Stony Brook’s public relations team took a new angle on bolstering the university’s image by heading to WordPress and creating the “Community of Awesome.”
The Community is a blog run by the Office of the Dean of Students and the student leaders of the Stony Brook Community Pledge. It is supposedly inspired by “1000 Awesome Things,” which is a daily-updated blog of, you guessed it, “awesome” things.
Now, only a few weeks since its October 19 debut, it already has 75 entries saying how great Stony Brook is. And with its pleasantly clean design, simple fonts, a sense of modernity and using students to run it, it’s the perfect PR for this internet-savvy generation.
But there’s a sense of bitterness that comes with its release. It comes off as a slight to students who use a similar website to voice genuine problems they have with the university.
The most popular – and similar – outlet for the campus is SBUThings. Just like the Community of Awesome, SBUThings gets a lot of their content from student submissions, but unlike the Community, not everything they post is awesome.
SBUThings reflects a genuine conversation between Stony Brook students, with posts complaining about sitting in the line for Wendy’s for 30 minutes or being overjoyed that Starbucks is now open until midnight.
The student behind SBUThings is not exactly happy with the Community of Awesome. They see the Community as a bit of a copy, except with a positive spin.
“SBUThings, compared to The Community of Awesome, is somewhere people can come and express themselves on all different levels of emotion, not just putting on a happy face and dealing with it,” the student, whose identity is not made publically available, posted.
What makes SBUThings a good outlet is that it doesn’t have the Dean’s Office meddling in its posts.
The Community may be run by students, but that doesn’t mean it’s not run by PR experts. Denise DeGennaro is a graduate student who is an assistant in the Office of the Dean of Students, and Robert Drago was part of a team that aided President Stanley over the summer in trying to convince the media that the tuition increases were a good idea. This duo is not exactly independent of the university influence.
It is also hard to call such a website a “community” when one side is essentially overlooked. A funny blunder on the university’s part could be considered “awesome.” The same could be said for something like a protest against a university policy.

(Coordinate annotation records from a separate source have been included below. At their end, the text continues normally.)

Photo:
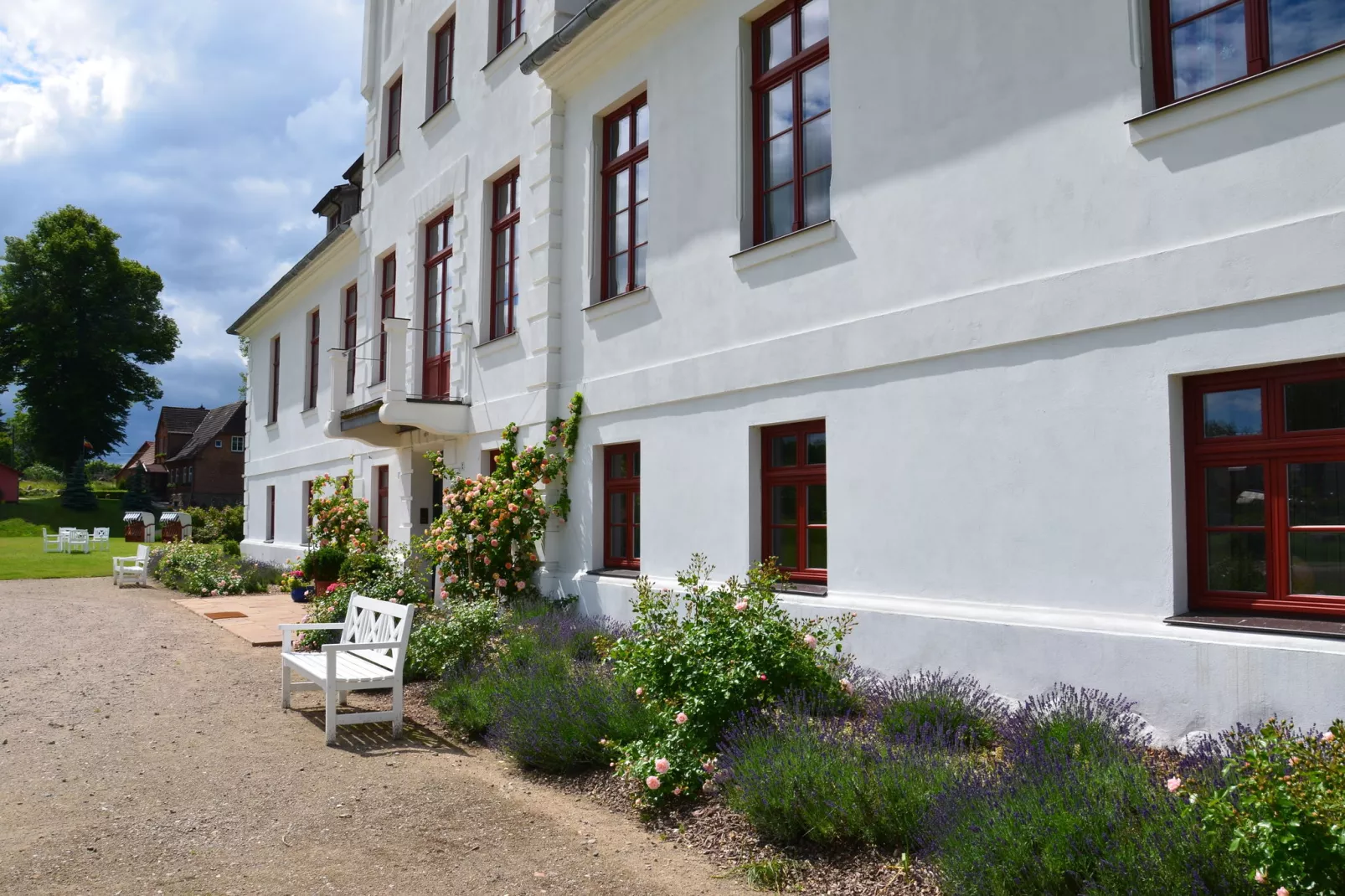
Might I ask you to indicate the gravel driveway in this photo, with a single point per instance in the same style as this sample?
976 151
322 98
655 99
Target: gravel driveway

“Putting on a happy face and dealing with it” perfectly captures the essence of the Community of Awesome. You’re not going to see things like the mirror in the Union men’s restroom that was shattered for weeks before it was finally repaired or the garbage sitting at the bottom of Roth Pond. Nor will you see the fact that Stony Brook is considered a food desert, yet the meal plans have increased in price.
I’d feel more pride in a university that got to work and fixed problems rather than one that tried to convince me that nothing was ever wrong, and that I should go back to looking at awesome things numbers 58 and 74, which are awesome photos of sunsets and clouds.